GPS Week Number Rollover Part Two Coming For Old Devices Next Month
GPS, short for Global Positioning System, is almost universally known as the technology that helps tell our location in the world. What few probably know is the system is actually designed to also tell the time. GPS receivers have actually relied on this piece of data coming from satellites not only to tell time but to actually make location-based services work properly. Unfortunately, that system might be thrown into chaos for the second time this year when a second GPS Week Number Rollover hits old devices in early November.
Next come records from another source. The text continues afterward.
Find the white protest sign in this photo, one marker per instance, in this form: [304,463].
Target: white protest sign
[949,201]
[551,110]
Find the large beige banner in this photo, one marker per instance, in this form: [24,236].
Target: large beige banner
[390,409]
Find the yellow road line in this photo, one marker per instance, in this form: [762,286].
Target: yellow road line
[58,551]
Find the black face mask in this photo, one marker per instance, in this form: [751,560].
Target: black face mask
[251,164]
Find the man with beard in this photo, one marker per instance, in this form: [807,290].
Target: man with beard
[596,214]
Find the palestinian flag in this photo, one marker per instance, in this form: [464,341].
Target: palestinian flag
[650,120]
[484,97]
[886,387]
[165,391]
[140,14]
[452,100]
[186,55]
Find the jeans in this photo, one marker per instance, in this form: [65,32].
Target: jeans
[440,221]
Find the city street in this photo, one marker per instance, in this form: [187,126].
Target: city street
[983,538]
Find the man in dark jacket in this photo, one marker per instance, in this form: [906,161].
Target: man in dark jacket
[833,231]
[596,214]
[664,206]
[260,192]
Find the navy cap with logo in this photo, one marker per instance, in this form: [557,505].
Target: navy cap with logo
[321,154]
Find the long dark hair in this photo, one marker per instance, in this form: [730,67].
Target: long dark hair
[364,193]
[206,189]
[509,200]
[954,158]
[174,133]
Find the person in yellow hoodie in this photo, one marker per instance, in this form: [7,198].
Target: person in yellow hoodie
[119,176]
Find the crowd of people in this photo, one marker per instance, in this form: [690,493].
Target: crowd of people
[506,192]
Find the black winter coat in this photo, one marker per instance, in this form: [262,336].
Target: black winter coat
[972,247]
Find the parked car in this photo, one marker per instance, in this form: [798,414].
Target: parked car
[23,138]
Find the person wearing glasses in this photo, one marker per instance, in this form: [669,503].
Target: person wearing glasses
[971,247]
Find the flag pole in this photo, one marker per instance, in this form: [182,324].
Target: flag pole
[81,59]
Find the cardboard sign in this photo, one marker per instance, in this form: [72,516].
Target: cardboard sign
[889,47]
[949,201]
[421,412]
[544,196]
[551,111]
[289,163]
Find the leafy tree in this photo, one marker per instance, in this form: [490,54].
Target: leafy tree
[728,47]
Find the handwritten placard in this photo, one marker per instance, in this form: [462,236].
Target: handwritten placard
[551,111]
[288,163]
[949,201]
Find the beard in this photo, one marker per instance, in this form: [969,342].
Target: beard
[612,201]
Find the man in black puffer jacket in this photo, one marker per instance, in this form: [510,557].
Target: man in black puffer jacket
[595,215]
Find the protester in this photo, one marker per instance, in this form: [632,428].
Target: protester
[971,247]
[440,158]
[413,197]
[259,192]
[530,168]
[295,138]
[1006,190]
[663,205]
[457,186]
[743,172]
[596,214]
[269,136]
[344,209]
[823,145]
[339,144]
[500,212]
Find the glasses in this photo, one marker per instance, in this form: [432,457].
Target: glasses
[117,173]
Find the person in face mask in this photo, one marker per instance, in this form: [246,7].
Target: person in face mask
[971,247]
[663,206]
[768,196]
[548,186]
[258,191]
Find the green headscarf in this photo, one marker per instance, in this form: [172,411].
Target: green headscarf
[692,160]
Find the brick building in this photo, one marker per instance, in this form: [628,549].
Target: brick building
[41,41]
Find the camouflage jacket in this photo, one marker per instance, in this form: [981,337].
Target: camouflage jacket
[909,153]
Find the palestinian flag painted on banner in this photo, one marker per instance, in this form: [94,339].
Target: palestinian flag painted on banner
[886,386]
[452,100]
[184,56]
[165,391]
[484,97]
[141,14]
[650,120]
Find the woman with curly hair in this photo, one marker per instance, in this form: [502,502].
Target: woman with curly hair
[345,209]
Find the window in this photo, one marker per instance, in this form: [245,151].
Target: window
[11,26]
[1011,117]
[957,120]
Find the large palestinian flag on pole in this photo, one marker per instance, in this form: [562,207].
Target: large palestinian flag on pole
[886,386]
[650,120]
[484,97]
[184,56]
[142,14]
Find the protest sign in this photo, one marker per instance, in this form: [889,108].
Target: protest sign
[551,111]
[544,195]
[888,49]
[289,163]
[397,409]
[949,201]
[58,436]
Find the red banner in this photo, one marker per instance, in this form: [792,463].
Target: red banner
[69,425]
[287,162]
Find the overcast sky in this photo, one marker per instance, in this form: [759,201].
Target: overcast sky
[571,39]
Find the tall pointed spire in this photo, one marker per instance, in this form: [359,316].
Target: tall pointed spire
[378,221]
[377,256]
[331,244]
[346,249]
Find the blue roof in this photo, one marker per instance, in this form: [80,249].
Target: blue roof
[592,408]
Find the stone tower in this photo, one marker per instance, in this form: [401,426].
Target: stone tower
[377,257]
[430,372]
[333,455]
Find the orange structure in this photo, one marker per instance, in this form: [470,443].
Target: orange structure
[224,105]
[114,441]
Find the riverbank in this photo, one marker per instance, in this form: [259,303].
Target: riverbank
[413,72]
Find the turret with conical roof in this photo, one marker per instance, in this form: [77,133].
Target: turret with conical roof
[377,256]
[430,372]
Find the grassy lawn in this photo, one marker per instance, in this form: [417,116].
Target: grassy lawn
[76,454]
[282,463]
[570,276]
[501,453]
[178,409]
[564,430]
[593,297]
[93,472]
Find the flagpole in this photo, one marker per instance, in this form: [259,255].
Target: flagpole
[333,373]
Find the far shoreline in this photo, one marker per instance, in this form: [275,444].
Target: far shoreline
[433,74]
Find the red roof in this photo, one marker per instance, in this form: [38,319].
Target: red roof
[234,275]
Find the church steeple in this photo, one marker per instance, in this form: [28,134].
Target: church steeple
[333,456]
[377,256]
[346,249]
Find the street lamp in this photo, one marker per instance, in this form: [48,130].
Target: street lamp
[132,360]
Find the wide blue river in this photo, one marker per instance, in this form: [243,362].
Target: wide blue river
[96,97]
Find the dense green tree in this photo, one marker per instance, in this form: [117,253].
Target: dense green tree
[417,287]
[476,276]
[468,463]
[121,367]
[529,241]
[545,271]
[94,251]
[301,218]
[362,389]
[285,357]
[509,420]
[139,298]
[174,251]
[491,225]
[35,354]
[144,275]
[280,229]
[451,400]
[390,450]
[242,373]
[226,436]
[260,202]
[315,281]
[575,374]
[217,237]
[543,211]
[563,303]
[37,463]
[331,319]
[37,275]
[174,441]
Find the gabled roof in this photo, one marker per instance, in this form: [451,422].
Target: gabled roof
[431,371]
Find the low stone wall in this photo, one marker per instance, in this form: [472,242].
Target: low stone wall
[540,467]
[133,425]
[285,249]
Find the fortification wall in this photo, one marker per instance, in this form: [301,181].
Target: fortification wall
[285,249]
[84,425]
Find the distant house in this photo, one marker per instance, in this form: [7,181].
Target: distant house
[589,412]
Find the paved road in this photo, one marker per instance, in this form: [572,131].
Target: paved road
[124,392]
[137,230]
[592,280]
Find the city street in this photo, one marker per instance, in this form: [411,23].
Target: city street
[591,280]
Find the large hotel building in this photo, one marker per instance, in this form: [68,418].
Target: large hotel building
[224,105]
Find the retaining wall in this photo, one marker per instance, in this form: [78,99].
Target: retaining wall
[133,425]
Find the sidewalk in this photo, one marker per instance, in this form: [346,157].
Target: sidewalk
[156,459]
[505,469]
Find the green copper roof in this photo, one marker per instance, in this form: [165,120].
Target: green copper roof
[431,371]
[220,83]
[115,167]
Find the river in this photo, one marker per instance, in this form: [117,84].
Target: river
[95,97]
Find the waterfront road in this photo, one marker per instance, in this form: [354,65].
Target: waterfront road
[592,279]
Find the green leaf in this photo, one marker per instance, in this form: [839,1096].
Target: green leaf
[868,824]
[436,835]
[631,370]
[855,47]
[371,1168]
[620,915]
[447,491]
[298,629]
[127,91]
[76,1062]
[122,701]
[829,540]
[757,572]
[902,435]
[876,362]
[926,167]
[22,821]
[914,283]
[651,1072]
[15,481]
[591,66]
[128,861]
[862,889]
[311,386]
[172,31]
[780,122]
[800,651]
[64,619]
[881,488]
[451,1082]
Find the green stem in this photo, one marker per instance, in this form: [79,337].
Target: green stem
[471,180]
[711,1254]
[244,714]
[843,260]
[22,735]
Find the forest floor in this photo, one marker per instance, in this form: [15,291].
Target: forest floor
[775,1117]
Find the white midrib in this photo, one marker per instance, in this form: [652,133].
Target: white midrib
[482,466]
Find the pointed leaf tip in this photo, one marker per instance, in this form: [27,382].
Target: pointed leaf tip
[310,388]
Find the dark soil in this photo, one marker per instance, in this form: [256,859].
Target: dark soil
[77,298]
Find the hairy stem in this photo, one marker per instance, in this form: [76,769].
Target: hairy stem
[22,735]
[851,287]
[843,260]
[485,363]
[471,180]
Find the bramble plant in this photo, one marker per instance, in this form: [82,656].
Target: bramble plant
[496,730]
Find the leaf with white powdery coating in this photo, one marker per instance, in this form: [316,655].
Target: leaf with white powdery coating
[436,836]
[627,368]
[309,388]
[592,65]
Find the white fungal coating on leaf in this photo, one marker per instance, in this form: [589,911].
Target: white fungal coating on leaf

Humans may have an almost innate understanding of time but computers don't. They simply record the passing of time in a string of numbers, leaving it to software to interpret and convert to something humans can read. That number format is often limited by convention or by the technology used at the time period. The Y2K "bug", for example, was caused by some systems using only two numbers to represent the year. The averted Unix time rollover, on the other hand, would have been caused by a 32-bit limit on the number of seconds used to represent "epoch time".
The GPS Week Number Rollover situation is similar to the latter. Due to hardware constraints, the system counted weeks in a space that only had room for 10 bits which, in decimal, meant it could only count from week 0 to week 1,023. Once it hits week 1,024, the week number counter goes back (rolls over) to 0, which could cause GPS receivers to function incorrectly.
Fortunately, this "GPS Week Number Rollover" only happens every 19.7 years, the first one being August 21, 1999 and the second just last April 6, 2019. Even better the GPS was updated to use 13 bits so that the rollover only happens every 157 years instead. Unfortunately, the rollover earlier this year, which went by without much incident, might have missed some devices. Apple is now warning owners of iPhones and iPads launched in 2012 and earlier that they will be affected by this next rollover which takes place November 3, 2019 at 12:00 AM UTC.
Apple's solution is simple: just update your device to iOS 10.3.4 or, barring that, iOS 9.3.6. Verizon is giving the same warning but is strangely lumping in other older Android devices from Samsung, Google, and others. Unsurprisingly, it is also taking the opportunity to encourage owners of these devices to upgrade to a new one from the carrier, provided they're eligible, of course.